Lexi, trois ans, et sa petite sœur Scarlett, 17 mois, ont été étouffées par leur mère. Cette dernière était adepte des rencontres par internet et des relations sexuelles rémunérées.

La court de justice de Birmingham, en Angleterre
La court de justice de Birmingham, en Angleterre Crédit : Google Maps
Leia Hoarau
Leia Hoarau
Journaliste

C'est un double meurtre sordide qu'a perpétré cette mère de famille de 23 ans. Louise Porton, a été reconnue coupable, jeudi 1er août, d'avoir assassiné en 2018 ses deux filles, Lexi et Scarlett, respectivement âgées de 3 ans et de 17 mois. La mère de famille a écopé de la prison à vie, avec une période minimale de 32 ans à passer derrière les barreaux.

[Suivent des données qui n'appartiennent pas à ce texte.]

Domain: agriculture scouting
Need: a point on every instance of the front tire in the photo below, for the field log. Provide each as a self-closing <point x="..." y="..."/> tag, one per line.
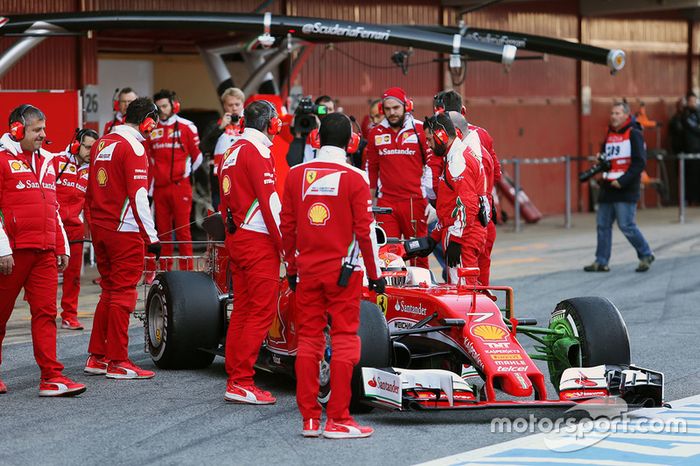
<point x="597" y="326"/>
<point x="375" y="352"/>
<point x="183" y="316"/>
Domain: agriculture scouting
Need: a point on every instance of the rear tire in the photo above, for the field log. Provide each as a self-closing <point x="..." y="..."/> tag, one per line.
<point x="600" y="330"/>
<point x="183" y="316"/>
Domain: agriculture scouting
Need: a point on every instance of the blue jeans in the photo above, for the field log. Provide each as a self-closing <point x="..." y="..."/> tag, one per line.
<point x="624" y="212"/>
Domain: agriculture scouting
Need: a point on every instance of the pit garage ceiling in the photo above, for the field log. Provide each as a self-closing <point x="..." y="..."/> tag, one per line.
<point x="684" y="8"/>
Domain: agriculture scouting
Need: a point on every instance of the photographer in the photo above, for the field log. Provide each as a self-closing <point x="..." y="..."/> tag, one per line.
<point x="307" y="117"/>
<point x="622" y="163"/>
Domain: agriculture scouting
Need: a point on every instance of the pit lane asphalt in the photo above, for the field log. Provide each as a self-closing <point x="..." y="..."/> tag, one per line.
<point x="180" y="417"/>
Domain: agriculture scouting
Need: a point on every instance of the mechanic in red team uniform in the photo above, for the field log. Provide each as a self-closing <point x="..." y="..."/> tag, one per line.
<point x="33" y="244"/>
<point x="71" y="185"/>
<point x="458" y="199"/>
<point x="174" y="151"/>
<point x="397" y="159"/>
<point x="451" y="101"/>
<point x="250" y="206"/>
<point x="124" y="96"/>
<point x="328" y="198"/>
<point x="120" y="221"/>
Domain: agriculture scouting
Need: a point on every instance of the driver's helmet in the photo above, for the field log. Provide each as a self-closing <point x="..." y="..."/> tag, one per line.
<point x="393" y="269"/>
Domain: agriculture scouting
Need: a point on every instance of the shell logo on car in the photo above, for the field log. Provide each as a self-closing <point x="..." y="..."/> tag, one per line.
<point x="489" y="332"/>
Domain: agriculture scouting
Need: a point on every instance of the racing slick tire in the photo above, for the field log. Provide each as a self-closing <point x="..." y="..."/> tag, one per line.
<point x="600" y="330"/>
<point x="183" y="315"/>
<point x="375" y="352"/>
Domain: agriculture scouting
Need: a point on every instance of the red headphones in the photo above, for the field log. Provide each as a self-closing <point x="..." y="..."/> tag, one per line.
<point x="78" y="139"/>
<point x="17" y="128"/>
<point x="148" y="123"/>
<point x="115" y="100"/>
<point x="351" y="148"/>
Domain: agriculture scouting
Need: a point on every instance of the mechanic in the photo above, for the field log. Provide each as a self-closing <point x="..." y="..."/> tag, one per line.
<point x="174" y="151"/>
<point x="33" y="243"/>
<point x="620" y="189"/>
<point x="124" y="97"/>
<point x="250" y="206"/>
<point x="398" y="159"/>
<point x="121" y="222"/>
<point x="71" y="185"/>
<point x="461" y="214"/>
<point x="221" y="137"/>
<point x="330" y="199"/>
<point x="451" y="101"/>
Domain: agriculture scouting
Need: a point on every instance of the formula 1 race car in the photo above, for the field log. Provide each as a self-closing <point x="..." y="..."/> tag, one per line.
<point x="424" y="345"/>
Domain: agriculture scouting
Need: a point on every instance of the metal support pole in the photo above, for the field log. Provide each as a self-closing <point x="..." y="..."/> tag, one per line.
<point x="567" y="191"/>
<point x="516" y="197"/>
<point x="681" y="188"/>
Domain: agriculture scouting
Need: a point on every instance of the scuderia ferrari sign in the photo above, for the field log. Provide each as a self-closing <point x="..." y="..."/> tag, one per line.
<point x="345" y="31"/>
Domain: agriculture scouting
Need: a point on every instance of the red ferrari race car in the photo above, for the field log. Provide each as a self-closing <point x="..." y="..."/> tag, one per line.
<point x="424" y="345"/>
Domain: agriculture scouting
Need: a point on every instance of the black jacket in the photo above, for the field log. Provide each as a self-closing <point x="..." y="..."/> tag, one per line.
<point x="691" y="131"/>
<point x="630" y="180"/>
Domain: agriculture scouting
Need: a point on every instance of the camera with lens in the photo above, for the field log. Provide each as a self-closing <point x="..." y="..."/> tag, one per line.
<point x="603" y="165"/>
<point x="305" y="115"/>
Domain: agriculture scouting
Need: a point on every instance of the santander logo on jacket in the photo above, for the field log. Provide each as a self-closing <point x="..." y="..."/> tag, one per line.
<point x="396" y="160"/>
<point x="28" y="205"/>
<point x="174" y="150"/>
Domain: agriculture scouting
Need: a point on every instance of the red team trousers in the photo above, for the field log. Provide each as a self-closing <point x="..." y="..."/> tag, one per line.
<point x="485" y="256"/>
<point x="255" y="263"/>
<point x="403" y="221"/>
<point x="36" y="271"/>
<point x="119" y="258"/>
<point x="317" y="299"/>
<point x="173" y="205"/>
<point x="71" y="276"/>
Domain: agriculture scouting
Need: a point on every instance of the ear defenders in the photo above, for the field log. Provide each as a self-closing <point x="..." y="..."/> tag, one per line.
<point x="78" y="139"/>
<point x="274" y="124"/>
<point x="149" y="121"/>
<point x="17" y="128"/>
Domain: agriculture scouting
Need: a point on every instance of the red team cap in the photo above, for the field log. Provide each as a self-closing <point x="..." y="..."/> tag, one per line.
<point x="395" y="93"/>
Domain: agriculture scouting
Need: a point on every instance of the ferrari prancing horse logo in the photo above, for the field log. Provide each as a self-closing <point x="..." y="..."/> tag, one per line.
<point x="310" y="176"/>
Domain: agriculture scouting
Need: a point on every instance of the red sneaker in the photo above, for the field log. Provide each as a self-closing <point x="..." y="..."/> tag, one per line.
<point x="311" y="428"/>
<point x="60" y="386"/>
<point x="71" y="323"/>
<point x="95" y="365"/>
<point x="127" y="370"/>
<point x="148" y="278"/>
<point x="250" y="394"/>
<point x="345" y="428"/>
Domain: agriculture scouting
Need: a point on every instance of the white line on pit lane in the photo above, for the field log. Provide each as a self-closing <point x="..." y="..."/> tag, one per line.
<point x="618" y="449"/>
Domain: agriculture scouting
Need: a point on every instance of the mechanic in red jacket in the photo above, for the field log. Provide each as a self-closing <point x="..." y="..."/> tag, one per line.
<point x="250" y="206"/>
<point x="33" y="244"/>
<point x="398" y="159"/>
<point x="174" y="151"/>
<point x="117" y="199"/>
<point x="458" y="199"/>
<point x="71" y="186"/>
<point x="124" y="97"/>
<point x="451" y="101"/>
<point x="329" y="198"/>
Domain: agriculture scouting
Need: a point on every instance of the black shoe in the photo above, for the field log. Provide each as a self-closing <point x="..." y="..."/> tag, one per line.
<point x="645" y="263"/>
<point x="596" y="267"/>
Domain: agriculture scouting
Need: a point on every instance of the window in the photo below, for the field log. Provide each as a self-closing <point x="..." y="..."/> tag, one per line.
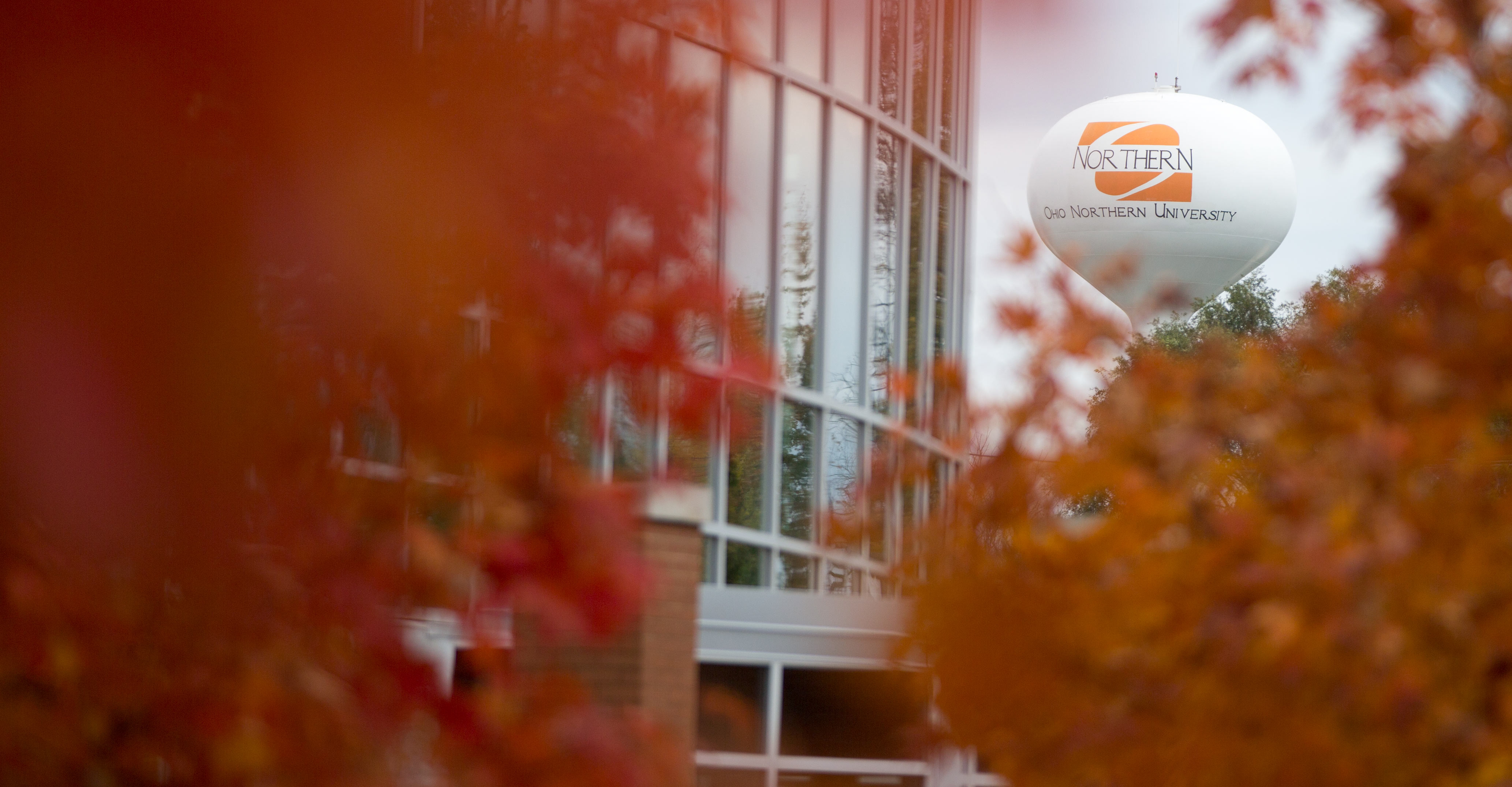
<point x="743" y="491"/>
<point x="921" y="55"/>
<point x="890" y="56"/>
<point x="732" y="709"/>
<point x="846" y="258"/>
<point x="884" y="271"/>
<point x="747" y="276"/>
<point x="746" y="565"/>
<point x="849" y="46"/>
<point x="803" y="37"/>
<point x="799" y="426"/>
<point x="865" y="713"/>
<point x="847" y="780"/>
<point x="728" y="777"/>
<point x="800" y="235"/>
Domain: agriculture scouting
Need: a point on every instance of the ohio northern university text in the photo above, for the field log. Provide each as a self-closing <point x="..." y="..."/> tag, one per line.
<point x="1130" y="211"/>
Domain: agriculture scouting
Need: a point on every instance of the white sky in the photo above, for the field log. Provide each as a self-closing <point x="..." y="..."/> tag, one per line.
<point x="1041" y="60"/>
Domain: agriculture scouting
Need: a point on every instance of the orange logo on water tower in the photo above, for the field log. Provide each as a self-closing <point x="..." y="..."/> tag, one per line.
<point x="1142" y="164"/>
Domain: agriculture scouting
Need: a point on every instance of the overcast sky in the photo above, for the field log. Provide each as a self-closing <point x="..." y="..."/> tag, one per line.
<point x="1042" y="60"/>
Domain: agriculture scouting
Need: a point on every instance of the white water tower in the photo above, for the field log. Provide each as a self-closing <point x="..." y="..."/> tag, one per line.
<point x="1191" y="191"/>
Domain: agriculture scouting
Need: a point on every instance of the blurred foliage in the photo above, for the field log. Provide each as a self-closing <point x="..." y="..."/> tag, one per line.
<point x="1280" y="556"/>
<point x="300" y="302"/>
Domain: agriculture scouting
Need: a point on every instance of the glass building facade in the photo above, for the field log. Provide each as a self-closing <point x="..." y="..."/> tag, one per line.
<point x="844" y="152"/>
<point x="840" y="135"/>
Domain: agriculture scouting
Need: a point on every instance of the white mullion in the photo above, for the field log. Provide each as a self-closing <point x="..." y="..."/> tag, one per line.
<point x="773" y="721"/>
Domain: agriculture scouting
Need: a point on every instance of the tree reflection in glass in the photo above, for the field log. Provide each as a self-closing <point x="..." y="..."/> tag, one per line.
<point x="743" y="483"/>
<point x="921" y="49"/>
<point x="843" y="479"/>
<point x="747" y="259"/>
<point x="890" y="53"/>
<point x="800" y="232"/>
<point x="846" y="258"/>
<point x="884" y="271"/>
<point x="799" y="424"/>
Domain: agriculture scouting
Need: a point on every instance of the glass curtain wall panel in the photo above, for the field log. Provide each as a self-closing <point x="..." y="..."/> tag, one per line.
<point x="796" y="573"/>
<point x="747" y="244"/>
<point x="631" y="427"/>
<point x="803" y="37"/>
<point x="732" y="709"/>
<point x="841" y="580"/>
<point x="637" y="43"/>
<point x="890" y="56"/>
<point x="849" y="64"/>
<point x="690" y="437"/>
<point x="879" y="501"/>
<point x="729" y="777"/>
<point x="864" y="713"/>
<point x="921" y="56"/>
<point x="755" y="22"/>
<point x="743" y="479"/>
<point x="846" y="258"/>
<point x="915" y="273"/>
<point x="950" y="29"/>
<point x="800" y="235"/>
<point x="941" y="308"/>
<point x="746" y="565"/>
<point x="696" y="70"/>
<point x="843" y="479"/>
<point x="882" y="276"/>
<point x="575" y="424"/>
<point x="710" y="564"/>
<point x="803" y="779"/>
<point x="796" y="494"/>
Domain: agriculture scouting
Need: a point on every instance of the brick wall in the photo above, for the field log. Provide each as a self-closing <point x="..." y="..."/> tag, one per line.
<point x="652" y="665"/>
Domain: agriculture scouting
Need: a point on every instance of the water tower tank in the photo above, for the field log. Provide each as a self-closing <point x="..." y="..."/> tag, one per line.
<point x="1194" y="191"/>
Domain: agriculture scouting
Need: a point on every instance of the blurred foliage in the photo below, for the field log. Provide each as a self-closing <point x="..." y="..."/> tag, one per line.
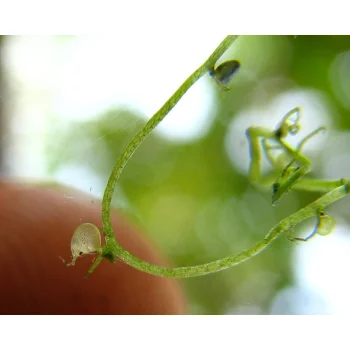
<point x="188" y="196"/>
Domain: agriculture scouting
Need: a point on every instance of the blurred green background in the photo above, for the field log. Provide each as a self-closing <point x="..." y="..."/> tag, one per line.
<point x="187" y="185"/>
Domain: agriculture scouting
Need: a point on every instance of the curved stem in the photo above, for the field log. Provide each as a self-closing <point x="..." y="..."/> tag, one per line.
<point x="113" y="250"/>
<point x="284" y="226"/>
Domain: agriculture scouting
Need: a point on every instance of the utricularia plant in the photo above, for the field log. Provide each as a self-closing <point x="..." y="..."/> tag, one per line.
<point x="288" y="174"/>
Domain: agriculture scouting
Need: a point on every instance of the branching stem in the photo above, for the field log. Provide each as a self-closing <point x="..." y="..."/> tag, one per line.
<point x="337" y="189"/>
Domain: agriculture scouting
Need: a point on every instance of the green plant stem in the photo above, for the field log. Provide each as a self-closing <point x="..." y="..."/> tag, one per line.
<point x="113" y="250"/>
<point x="285" y="226"/>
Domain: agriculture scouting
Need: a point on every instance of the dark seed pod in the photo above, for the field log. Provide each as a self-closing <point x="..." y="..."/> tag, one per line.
<point x="225" y="71"/>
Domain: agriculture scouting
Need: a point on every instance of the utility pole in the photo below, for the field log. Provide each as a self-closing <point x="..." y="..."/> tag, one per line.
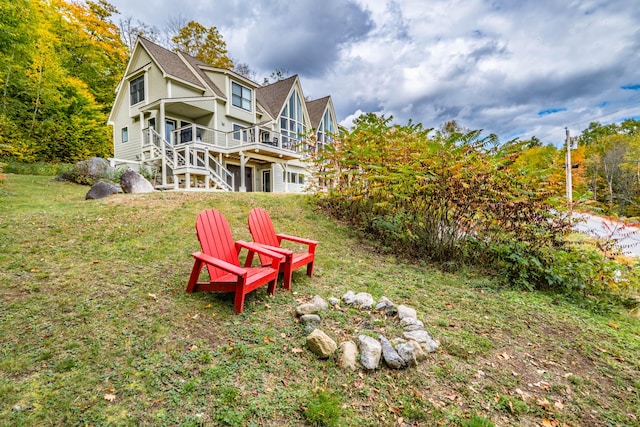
<point x="568" y="167"/>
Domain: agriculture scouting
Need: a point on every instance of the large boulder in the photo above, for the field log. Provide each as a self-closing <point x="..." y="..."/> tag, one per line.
<point x="132" y="182"/>
<point x="370" y="352"/>
<point x="102" y="189"/>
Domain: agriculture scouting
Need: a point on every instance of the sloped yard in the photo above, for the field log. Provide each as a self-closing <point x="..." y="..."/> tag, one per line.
<point x="95" y="328"/>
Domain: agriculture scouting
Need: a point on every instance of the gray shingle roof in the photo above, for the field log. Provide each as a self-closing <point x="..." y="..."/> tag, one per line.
<point x="170" y="63"/>
<point x="196" y="64"/>
<point x="272" y="97"/>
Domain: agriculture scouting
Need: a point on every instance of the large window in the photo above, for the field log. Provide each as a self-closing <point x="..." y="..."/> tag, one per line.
<point x="325" y="130"/>
<point x="136" y="90"/>
<point x="241" y="96"/>
<point x="292" y="123"/>
<point x="240" y="133"/>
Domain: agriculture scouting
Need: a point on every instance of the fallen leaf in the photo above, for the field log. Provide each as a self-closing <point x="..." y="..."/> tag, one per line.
<point x="543" y="403"/>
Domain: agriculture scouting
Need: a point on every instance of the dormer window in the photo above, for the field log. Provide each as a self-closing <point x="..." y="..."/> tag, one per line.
<point x="240" y="96"/>
<point x="136" y="90"/>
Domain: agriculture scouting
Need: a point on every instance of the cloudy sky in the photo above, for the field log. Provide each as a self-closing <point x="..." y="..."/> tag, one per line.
<point x="515" y="68"/>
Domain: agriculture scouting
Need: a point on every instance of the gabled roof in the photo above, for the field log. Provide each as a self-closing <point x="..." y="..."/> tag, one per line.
<point x="170" y="63"/>
<point x="316" y="110"/>
<point x="181" y="66"/>
<point x="197" y="64"/>
<point x="272" y="97"/>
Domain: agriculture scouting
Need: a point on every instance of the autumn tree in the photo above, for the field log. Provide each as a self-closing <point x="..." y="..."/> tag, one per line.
<point x="61" y="70"/>
<point x="205" y="44"/>
<point x="612" y="161"/>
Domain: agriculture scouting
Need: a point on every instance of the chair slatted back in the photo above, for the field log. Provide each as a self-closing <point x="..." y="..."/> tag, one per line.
<point x="262" y="231"/>
<point x="215" y="239"/>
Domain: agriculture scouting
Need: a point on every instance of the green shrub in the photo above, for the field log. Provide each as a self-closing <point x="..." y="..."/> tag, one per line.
<point x="457" y="198"/>
<point x="323" y="409"/>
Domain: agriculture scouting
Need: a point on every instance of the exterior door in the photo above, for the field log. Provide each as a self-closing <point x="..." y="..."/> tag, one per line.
<point x="266" y="181"/>
<point x="248" y="177"/>
<point x="169" y="127"/>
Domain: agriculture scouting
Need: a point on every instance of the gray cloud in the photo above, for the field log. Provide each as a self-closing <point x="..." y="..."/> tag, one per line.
<point x="489" y="64"/>
<point x="304" y="37"/>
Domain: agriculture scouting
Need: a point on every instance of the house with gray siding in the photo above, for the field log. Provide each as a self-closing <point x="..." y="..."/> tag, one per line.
<point x="193" y="126"/>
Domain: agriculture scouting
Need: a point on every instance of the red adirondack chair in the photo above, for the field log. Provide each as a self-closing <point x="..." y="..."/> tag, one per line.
<point x="220" y="256"/>
<point x="262" y="231"/>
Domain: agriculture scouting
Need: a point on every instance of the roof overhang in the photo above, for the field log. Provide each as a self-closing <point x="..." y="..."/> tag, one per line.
<point x="193" y="107"/>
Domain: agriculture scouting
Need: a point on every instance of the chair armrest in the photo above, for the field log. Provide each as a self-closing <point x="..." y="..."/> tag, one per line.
<point x="276" y="258"/>
<point x="218" y="263"/>
<point x="312" y="243"/>
<point x="276" y="249"/>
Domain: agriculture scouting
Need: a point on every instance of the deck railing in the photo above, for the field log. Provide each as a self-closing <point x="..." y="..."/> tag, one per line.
<point x="237" y="138"/>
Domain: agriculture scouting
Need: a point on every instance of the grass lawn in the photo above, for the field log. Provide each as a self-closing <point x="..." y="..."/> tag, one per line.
<point x="96" y="328"/>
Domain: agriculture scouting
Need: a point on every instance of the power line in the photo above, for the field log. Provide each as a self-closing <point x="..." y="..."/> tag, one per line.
<point x="577" y="124"/>
<point x="608" y="114"/>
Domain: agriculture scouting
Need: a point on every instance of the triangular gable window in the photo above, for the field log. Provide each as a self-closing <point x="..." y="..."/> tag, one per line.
<point x="292" y="125"/>
<point x="326" y="130"/>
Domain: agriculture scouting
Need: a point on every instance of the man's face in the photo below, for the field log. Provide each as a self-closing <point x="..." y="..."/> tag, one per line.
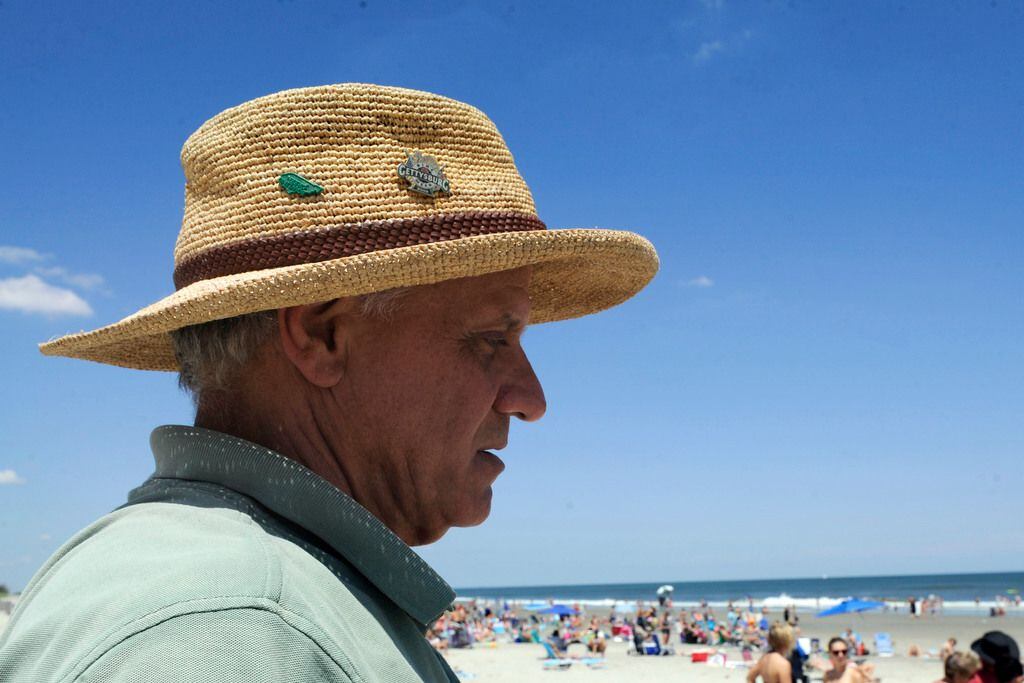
<point x="427" y="397"/>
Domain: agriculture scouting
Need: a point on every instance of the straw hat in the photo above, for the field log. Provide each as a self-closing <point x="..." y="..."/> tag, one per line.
<point x="320" y="193"/>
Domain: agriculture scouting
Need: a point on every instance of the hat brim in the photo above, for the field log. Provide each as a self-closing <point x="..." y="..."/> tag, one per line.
<point x="576" y="272"/>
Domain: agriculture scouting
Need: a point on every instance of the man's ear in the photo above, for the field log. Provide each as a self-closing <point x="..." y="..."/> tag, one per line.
<point x="314" y="338"/>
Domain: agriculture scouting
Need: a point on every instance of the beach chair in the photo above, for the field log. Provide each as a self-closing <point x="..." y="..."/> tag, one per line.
<point x="883" y="644"/>
<point x="552" y="660"/>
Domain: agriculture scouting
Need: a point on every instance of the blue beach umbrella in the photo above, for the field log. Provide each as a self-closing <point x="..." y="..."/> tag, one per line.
<point x="561" y="610"/>
<point x="851" y="606"/>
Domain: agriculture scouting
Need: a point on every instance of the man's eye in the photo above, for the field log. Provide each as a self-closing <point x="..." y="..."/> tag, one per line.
<point x="496" y="341"/>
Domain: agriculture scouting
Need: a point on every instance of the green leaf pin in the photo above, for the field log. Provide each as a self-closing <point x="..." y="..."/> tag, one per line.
<point x="293" y="183"/>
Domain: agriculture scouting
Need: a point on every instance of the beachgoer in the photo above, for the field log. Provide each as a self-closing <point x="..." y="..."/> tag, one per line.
<point x="1000" y="658"/>
<point x="842" y="669"/>
<point x="354" y="272"/>
<point x="797" y="658"/>
<point x="960" y="667"/>
<point x="774" y="666"/>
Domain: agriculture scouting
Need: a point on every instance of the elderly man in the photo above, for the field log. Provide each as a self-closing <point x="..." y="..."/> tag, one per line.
<point x="354" y="272"/>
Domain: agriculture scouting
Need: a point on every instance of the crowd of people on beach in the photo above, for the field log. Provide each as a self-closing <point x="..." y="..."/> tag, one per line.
<point x="658" y="629"/>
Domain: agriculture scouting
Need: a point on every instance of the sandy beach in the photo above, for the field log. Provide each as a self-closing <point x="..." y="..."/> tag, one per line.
<point x="508" y="662"/>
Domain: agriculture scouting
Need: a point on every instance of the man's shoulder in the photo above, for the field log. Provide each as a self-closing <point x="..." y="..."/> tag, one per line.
<point x="166" y="551"/>
<point x="134" y="566"/>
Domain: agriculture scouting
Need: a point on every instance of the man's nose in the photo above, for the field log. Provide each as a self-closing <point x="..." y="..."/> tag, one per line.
<point x="522" y="395"/>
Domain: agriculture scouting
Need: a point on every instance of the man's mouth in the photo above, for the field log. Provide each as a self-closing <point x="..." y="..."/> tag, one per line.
<point x="492" y="460"/>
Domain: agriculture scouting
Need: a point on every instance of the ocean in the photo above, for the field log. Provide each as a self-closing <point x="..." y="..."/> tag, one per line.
<point x="961" y="593"/>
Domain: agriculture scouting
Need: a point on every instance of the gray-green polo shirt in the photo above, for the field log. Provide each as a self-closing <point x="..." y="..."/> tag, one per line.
<point x="230" y="563"/>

Les enfants de Louise Porton l'empêchaient "de faire ce qu'elle voulait, quand elle voulait et avec qui elle voulait", expliquait le procureur Oliver Saxby au Guardian. La jeune femme était en effet adepte des rencontres sur internet et avait pour habitude d'avoir des rapports sexuels rémunérés avec des hommes, ce qui lui permettait d'avoir de l'argent pour faire du shopping.

Mais elle voyait ses deux filles comme un véritable fardeau, à tel point qu'elle s'est mise à chercher des techniques de meurtre sur le web, dont certaines ont été retrouvées par les enquêteurs : "Peut-on mourir avec le nez bouché et la bouche couverte de ruban adhésif ?" ou encore "Combien de temps après la noyade un enfant peut-il être réanimé ?".

Ses filles étaient "malades"

En janvier 2018, elle se rend à l'hôpital en prétextant que ses filles sont malades. "Une mascarade", selon le procureur et les services de secours. Des photos d'elle seins nus ont d'ailleurs été retrouvées dans son téléphone, prises à l'hôpital, alors que ses filles étaient souffrantes.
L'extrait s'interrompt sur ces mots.